In his 1967 memoir, “Stop-Time,” Frank Conroy describes his initiation into literature as an adolescent on Manhattan’s Upper East Side. “I’d lie in bed . . . ,” he writes, “and read one paperback after another until two or three in the morning. . . . The real world dissolved and I was free to drift in fantasy, living a thousand lives, each one more powerful, more accessible, and more real than my own.” I know that boy: Growing up in the same neighborhood, I was that boy. And I have always read like that, although these days, I find myself driven by the idea that in their intimacy, the one-to-one attention they require, books are not tools to retreat from but rather to understand and interact with the world.

So what happened?

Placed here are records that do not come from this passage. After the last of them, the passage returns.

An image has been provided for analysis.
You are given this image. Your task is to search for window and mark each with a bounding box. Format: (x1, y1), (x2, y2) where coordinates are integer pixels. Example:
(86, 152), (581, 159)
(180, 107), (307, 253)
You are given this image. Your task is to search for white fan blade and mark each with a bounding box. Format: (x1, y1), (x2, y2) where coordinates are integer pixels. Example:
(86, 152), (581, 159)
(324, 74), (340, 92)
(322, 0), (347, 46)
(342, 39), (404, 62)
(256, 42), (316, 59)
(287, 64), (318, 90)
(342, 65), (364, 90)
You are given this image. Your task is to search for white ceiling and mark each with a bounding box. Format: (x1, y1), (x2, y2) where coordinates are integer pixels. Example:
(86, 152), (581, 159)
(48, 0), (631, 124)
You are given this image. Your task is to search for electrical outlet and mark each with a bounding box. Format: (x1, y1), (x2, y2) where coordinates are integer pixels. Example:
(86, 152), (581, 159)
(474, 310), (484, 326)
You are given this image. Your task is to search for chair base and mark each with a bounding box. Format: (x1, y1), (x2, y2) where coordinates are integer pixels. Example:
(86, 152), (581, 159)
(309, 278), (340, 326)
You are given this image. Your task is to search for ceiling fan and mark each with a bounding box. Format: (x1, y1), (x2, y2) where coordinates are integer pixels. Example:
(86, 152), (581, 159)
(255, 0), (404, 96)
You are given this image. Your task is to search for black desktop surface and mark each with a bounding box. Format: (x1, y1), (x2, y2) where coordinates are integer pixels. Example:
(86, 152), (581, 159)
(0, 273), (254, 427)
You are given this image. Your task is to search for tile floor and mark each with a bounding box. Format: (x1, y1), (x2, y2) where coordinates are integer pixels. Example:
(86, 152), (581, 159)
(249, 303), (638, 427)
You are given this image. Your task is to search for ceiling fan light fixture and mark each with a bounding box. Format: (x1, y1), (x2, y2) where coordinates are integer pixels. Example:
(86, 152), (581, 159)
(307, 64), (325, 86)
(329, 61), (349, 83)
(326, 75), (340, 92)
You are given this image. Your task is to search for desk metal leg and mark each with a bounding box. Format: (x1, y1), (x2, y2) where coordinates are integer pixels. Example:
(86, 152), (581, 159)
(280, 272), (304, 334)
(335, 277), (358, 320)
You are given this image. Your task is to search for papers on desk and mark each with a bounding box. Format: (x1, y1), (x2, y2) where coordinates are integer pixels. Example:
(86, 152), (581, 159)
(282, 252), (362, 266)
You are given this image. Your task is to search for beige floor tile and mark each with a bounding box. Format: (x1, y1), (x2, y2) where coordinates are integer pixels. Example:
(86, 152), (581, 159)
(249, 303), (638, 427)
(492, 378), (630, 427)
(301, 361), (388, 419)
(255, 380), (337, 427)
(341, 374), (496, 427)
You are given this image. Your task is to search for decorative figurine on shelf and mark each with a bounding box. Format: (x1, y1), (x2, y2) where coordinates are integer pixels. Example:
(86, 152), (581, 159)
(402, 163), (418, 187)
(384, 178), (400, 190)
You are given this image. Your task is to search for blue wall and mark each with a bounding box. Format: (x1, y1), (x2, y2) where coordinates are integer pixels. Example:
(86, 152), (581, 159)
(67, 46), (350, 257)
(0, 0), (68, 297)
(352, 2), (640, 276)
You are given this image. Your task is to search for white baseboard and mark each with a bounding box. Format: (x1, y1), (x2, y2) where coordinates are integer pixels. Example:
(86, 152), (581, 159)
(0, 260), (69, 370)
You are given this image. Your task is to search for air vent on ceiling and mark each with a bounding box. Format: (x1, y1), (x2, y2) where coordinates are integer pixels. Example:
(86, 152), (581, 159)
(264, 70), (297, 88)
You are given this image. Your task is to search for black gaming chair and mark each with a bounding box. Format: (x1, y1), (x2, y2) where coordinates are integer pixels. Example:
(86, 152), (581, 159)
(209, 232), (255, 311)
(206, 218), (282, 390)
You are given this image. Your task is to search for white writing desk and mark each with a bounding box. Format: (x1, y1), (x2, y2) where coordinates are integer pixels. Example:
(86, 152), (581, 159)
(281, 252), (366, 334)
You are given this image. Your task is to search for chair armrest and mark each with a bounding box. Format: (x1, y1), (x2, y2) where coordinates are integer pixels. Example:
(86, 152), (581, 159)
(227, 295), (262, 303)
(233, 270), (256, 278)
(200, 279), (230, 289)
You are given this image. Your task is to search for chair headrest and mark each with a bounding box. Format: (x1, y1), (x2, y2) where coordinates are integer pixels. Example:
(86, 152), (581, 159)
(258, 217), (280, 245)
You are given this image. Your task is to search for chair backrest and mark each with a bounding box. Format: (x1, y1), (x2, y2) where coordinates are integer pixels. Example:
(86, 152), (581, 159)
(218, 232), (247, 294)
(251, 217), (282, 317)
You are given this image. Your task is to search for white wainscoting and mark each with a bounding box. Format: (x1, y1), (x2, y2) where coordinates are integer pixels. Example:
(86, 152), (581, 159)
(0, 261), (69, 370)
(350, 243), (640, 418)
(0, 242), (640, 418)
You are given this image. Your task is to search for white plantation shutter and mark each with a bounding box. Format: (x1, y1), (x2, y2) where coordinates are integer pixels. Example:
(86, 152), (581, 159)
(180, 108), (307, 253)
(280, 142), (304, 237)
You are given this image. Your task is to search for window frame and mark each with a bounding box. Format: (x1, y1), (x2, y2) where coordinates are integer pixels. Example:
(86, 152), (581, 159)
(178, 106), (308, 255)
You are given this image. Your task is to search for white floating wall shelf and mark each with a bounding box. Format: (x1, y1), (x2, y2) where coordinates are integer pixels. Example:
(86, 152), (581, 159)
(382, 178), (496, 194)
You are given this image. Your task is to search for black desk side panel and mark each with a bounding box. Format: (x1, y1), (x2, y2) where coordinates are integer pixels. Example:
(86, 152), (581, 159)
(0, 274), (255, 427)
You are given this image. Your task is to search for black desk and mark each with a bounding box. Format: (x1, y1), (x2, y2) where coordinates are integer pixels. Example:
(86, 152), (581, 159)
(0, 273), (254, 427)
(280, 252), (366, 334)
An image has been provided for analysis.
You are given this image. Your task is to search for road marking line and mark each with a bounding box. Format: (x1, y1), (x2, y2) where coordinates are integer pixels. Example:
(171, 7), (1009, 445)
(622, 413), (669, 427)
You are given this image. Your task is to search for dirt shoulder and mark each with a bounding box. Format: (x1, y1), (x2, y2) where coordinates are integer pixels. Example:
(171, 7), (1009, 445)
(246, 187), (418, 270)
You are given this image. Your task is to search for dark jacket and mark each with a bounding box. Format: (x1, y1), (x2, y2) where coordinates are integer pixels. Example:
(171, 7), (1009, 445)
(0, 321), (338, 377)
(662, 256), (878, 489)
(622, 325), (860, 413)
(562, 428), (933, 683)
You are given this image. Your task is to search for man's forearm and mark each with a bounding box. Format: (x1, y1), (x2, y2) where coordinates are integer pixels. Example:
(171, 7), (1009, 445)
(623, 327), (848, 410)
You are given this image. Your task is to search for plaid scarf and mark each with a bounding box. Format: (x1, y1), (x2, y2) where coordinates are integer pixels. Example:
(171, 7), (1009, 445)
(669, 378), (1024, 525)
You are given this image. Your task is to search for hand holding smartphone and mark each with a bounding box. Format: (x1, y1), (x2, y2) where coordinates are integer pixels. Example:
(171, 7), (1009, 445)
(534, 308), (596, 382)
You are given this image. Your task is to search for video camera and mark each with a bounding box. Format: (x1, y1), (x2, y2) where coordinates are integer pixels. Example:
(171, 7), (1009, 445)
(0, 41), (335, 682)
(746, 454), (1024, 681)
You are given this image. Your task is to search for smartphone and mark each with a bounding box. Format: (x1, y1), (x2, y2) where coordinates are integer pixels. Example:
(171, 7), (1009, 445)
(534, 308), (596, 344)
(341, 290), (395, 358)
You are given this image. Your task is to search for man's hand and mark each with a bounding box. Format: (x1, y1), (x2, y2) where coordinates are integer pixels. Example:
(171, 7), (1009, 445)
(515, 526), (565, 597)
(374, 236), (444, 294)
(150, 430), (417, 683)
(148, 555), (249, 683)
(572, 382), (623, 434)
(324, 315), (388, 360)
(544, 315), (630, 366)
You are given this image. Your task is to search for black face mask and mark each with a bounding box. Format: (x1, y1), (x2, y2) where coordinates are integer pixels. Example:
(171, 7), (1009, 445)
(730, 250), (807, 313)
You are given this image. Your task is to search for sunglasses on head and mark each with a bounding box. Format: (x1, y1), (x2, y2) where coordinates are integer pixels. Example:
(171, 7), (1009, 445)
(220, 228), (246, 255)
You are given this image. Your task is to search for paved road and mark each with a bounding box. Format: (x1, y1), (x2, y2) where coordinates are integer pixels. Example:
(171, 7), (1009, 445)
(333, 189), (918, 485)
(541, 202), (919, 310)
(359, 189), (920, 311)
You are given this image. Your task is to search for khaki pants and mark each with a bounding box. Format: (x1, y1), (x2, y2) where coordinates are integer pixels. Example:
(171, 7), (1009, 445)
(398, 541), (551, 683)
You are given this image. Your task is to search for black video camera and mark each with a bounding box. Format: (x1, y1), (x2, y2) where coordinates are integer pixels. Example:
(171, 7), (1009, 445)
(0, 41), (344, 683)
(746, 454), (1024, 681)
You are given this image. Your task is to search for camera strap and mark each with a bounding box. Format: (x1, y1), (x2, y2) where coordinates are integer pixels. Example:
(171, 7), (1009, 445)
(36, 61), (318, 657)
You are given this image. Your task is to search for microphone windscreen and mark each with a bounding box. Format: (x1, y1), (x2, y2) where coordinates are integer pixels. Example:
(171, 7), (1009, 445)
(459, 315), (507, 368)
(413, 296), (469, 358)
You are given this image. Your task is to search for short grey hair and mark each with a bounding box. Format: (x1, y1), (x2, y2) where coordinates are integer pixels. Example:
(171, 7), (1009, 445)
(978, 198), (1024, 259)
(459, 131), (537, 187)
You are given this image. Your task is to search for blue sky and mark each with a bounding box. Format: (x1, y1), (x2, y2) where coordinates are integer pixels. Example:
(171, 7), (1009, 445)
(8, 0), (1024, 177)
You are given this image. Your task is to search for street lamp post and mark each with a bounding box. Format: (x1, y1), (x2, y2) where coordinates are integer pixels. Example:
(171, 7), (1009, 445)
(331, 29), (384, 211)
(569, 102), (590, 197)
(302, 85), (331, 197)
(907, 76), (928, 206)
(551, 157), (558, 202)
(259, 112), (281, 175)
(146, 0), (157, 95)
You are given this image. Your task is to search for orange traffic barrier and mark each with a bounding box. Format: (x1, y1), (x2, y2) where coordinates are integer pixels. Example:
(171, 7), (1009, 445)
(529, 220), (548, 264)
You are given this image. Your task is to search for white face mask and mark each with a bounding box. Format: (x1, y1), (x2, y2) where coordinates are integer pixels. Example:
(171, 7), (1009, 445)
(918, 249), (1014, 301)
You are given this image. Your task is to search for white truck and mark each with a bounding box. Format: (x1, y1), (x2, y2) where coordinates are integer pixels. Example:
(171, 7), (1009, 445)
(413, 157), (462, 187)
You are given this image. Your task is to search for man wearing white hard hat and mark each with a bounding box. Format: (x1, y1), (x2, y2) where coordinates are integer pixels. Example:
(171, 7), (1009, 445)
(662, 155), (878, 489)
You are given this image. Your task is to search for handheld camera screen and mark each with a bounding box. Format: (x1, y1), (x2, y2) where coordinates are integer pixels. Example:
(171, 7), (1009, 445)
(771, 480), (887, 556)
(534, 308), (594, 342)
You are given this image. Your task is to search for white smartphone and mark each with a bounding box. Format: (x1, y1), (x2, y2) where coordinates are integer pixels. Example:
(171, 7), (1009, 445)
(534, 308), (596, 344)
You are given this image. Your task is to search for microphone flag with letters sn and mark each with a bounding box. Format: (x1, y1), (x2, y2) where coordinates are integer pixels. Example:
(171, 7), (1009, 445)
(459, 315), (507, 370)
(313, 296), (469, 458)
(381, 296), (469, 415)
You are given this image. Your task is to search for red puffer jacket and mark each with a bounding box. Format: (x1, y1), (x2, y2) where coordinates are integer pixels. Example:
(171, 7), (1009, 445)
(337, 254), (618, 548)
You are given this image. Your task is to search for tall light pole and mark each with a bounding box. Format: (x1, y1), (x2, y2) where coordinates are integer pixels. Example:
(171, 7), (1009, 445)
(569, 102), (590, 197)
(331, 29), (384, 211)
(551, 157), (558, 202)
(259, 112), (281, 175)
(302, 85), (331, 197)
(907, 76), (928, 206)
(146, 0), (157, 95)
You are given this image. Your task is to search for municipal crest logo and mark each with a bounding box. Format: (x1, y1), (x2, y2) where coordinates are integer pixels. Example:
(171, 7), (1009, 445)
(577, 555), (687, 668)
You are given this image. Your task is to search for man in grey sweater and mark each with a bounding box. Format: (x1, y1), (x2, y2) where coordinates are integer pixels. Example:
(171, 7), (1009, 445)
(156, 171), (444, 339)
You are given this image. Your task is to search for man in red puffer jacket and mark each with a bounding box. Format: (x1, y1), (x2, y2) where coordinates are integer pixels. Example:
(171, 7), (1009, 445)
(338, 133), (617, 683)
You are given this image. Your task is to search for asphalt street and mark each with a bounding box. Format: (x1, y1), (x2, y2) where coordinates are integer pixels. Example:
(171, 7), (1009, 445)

It isn’t a failure of desire so much as one of will. Or not will, exactly, but focus: the ability to still my mind long enough to inhabit someone else’s world, and to let that someone else inhabit mine. Reading is an act of contemplation, perhaps the only act in which we allow ourselves to merge with the consciousness of another human being. We possess the books we read, animating the waiting stillness of their language, but they possess us also, filling us with thoughts and observations, asking us to make them part of ourselves. This is what Conroy was hinting at in his account of adolescence, the way books enlarge us by giving direct access to experiences not our own. In order for this to work, however, we need a certain type of silence, an ability to filter out the noise.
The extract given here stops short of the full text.